How Much Bandwidth is Required to Aggregate Blogs?
Kevin Burton writes "Technorati recently published that they're seeing 900k new posts per day. PubSub says they're seeing 1.8M. With all these posts per day how much raw bandwidth is required? Due to innefficiencies in RSS aggregation protocols a little math is required to understand this problem." And more importantly, with millions of posts, what percentage of them have any real value, and how do busy people find that .001%?
order of magnitude out there, fella... better try again with this new fangled "math" stuff
so i wouldn't say ANY site using apache... but probably most. the real problem there is with compression load on the servers... gzip compression doesn't just happen you know, it takes CPU cycles that could be being used to just push data rather than encode it.
Answer: Not enough to justify the cost to do it. Which goes to show you that if a site as popular as slashdot can't save money doing this, no other site on the net belongs converting to xhtml, economically speaking of course.
"Though a few KB doesn't sound like a lot of bandwidth, let's add it up. Slashdot's FAQ, last updated 13 June 2000, states that they serve 50 million pages in a month. When you break down the figures, that's ~1,612,900 pages per day or ~18 pages per second. Bandwidth savings are as follows:
Savings per day without caching the CSS files: ~3.15 GB bandwidth
Savings per day with caching the CSS files: ~14 GB bandwidth
Most Slashdot visitors would have the CSS file cached, so we could ballpark the daily savings at ~10 GB bandwidth. A high volume of bandwidth from an ISP could be anywhere from $1 - $5 cost per GB of transfer, but let's calculate it at $1 per GB for an entire year. For this example, the total yearly savings for Slashdot would be: $3,650 USD!"
I run the spiders at Technorati, and it is 0.9 million posts a day, which Kevin Burton had correct in the post cited. Is the is the no dot effect?
First, As some AC points out, 0.001 PERCENT of 9 million is 90.
Secondly, that would be posts, i'm assuming the intelligent stuff tends to be not in 90 seperate posts, but with multiple intelligent posts from the same person.
Third, since the original poster somehow messed up and cited the number 9 million instead of the correct number, 900,000 , that number is reduced to 9 posts a day, a reasonable amount to read.
It has absolutely sod-all to do with XHTML. HTML 4.01 and XHTML 1.0 are functionally identical.
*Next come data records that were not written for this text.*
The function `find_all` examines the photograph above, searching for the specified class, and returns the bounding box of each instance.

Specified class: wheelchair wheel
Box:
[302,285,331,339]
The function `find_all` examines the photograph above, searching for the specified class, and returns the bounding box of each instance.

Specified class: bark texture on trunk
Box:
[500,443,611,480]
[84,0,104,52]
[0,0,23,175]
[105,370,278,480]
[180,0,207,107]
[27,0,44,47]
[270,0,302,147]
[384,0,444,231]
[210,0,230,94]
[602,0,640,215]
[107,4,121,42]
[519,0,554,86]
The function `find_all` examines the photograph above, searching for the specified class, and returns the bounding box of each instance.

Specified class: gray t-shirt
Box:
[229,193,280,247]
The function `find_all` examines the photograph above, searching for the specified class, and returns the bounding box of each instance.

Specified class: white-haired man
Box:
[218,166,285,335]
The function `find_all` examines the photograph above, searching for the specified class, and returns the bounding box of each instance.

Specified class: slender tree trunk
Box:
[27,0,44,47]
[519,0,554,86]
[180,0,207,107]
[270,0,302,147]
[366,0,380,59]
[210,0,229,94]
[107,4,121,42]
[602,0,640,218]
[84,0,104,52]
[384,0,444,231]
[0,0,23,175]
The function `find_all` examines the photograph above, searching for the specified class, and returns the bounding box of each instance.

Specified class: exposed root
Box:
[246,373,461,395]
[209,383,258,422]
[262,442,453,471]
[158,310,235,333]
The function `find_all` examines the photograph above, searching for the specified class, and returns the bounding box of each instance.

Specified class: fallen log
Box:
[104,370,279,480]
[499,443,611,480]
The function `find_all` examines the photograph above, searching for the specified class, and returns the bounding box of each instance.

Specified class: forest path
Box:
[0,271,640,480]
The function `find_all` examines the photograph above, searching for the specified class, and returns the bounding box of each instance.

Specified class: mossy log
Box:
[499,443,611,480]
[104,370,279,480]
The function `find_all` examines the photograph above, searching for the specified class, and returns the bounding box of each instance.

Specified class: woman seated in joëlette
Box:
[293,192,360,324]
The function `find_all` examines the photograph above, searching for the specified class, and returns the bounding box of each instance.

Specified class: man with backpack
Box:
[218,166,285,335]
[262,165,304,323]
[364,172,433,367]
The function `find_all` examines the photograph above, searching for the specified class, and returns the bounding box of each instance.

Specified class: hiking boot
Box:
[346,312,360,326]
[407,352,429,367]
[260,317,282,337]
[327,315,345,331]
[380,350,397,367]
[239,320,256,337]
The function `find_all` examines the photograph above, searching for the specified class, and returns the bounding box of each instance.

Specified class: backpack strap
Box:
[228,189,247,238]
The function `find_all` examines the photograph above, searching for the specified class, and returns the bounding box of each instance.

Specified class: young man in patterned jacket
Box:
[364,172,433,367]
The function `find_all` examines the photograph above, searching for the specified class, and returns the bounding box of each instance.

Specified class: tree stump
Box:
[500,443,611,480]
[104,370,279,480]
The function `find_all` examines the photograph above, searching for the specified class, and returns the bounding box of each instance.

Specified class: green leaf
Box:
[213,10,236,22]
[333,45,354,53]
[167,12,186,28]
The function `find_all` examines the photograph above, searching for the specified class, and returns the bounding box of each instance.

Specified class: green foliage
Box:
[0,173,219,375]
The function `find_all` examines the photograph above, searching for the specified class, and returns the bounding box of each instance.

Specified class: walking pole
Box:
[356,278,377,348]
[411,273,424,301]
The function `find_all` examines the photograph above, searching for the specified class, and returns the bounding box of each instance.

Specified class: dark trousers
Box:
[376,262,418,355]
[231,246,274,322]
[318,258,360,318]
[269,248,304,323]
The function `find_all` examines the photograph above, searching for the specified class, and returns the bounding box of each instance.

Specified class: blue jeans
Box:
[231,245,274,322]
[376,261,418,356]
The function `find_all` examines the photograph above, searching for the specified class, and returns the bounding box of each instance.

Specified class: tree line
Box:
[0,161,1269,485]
You can use table layouts and <font> elements with XHTML 1.0 and you can use CSS with HTML 4.01.
You are referring to separating the content and the presentation through the use of stylesheets. This has nothing to do with XHTML, although it would save a hell of a lot of bandwidth if Slashdot implemented it. They are implementing it.
Bogtha Bogtha Bogtha
Are you saying that you read the logs directly/manually?
See AWStats
If your weblog server implements ETag and Last-Modified, my spider can send a one packet request with the values I last saw from you, and you can send a one packet 304 response if nothing has changed.
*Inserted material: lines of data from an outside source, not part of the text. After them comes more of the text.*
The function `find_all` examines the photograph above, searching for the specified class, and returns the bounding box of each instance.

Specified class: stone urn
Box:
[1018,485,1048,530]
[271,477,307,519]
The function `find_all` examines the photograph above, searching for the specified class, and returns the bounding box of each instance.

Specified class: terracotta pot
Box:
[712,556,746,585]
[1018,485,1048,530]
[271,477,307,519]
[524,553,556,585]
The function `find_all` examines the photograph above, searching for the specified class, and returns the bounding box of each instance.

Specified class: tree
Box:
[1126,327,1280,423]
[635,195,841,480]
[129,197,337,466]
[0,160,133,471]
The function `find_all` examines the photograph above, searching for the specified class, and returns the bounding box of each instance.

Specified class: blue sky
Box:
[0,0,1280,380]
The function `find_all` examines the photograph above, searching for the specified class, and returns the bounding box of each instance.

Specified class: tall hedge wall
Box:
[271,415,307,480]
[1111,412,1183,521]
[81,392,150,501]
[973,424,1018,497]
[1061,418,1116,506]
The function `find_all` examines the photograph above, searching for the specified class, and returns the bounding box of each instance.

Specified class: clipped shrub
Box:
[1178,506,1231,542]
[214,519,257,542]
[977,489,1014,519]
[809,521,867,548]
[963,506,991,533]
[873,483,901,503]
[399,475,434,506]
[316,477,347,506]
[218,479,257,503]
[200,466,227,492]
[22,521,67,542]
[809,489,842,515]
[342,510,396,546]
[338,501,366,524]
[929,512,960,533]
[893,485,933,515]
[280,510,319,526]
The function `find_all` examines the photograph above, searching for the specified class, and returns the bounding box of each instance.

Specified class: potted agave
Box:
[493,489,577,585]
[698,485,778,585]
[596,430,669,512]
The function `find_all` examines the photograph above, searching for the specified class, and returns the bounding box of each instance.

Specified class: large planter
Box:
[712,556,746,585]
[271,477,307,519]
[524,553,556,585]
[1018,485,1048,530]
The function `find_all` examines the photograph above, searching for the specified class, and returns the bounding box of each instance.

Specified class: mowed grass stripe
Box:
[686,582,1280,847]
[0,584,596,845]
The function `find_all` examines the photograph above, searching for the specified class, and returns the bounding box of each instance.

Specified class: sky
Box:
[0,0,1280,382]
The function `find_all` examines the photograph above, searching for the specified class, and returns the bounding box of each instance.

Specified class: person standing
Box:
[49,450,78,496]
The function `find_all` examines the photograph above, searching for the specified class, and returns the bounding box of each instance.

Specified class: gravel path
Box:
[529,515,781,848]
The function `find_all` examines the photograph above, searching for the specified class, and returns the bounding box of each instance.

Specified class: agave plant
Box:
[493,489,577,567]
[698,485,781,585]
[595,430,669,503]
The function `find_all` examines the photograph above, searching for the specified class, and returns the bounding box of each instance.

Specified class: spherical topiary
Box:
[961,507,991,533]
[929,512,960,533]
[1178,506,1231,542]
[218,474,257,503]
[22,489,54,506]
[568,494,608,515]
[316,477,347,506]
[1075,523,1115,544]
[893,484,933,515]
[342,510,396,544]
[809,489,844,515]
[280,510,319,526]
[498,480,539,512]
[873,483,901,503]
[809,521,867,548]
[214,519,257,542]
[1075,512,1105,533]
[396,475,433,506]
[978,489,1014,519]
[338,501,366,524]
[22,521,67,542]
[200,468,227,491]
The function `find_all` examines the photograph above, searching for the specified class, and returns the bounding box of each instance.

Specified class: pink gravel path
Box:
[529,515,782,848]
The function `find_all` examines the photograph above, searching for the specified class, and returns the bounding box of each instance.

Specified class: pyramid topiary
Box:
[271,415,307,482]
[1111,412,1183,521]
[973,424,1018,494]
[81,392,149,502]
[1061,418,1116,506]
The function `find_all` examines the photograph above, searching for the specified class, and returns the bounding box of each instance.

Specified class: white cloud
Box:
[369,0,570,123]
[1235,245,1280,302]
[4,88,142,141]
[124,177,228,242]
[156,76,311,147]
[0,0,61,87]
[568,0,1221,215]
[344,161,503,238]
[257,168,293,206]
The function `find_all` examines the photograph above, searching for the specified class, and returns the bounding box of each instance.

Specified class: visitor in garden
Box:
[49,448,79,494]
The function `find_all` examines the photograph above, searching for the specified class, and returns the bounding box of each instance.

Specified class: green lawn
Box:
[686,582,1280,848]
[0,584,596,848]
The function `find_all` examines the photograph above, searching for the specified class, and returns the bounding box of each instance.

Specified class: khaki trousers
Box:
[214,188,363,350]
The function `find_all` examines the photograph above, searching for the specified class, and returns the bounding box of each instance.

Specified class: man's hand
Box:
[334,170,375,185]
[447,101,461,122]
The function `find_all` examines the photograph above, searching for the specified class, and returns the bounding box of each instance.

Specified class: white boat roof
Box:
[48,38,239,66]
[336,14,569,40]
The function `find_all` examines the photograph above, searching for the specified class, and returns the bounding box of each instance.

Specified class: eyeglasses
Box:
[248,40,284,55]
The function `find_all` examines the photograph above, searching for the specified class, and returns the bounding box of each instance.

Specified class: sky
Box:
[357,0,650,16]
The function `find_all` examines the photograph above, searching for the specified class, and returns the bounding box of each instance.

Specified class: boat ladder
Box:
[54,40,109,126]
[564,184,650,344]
Charles Miller explained this well a few years ago.
(I run the spiders at Technorati).
Most sane webservers GZIP the content. XML compresses extremely well. (In other words, gzipped XML is just as efficient space-wise as a binary memory dump. And much easier for mere people to understand.)
My other car is first.
This effect is called the The long tail effect, and is visible all over the web. For instance, Amazon.com says that every day, it sells more books that didn't sell yesterday than the sum of books sold that *also* sold yesterday. In other words, they sell (in sum) more of the items selling less than one every other day than of items selling (by type) more than that.
Eivind.
Doubting the existence of evolution is like doubting the existence of China: It just shows that you're uninformed.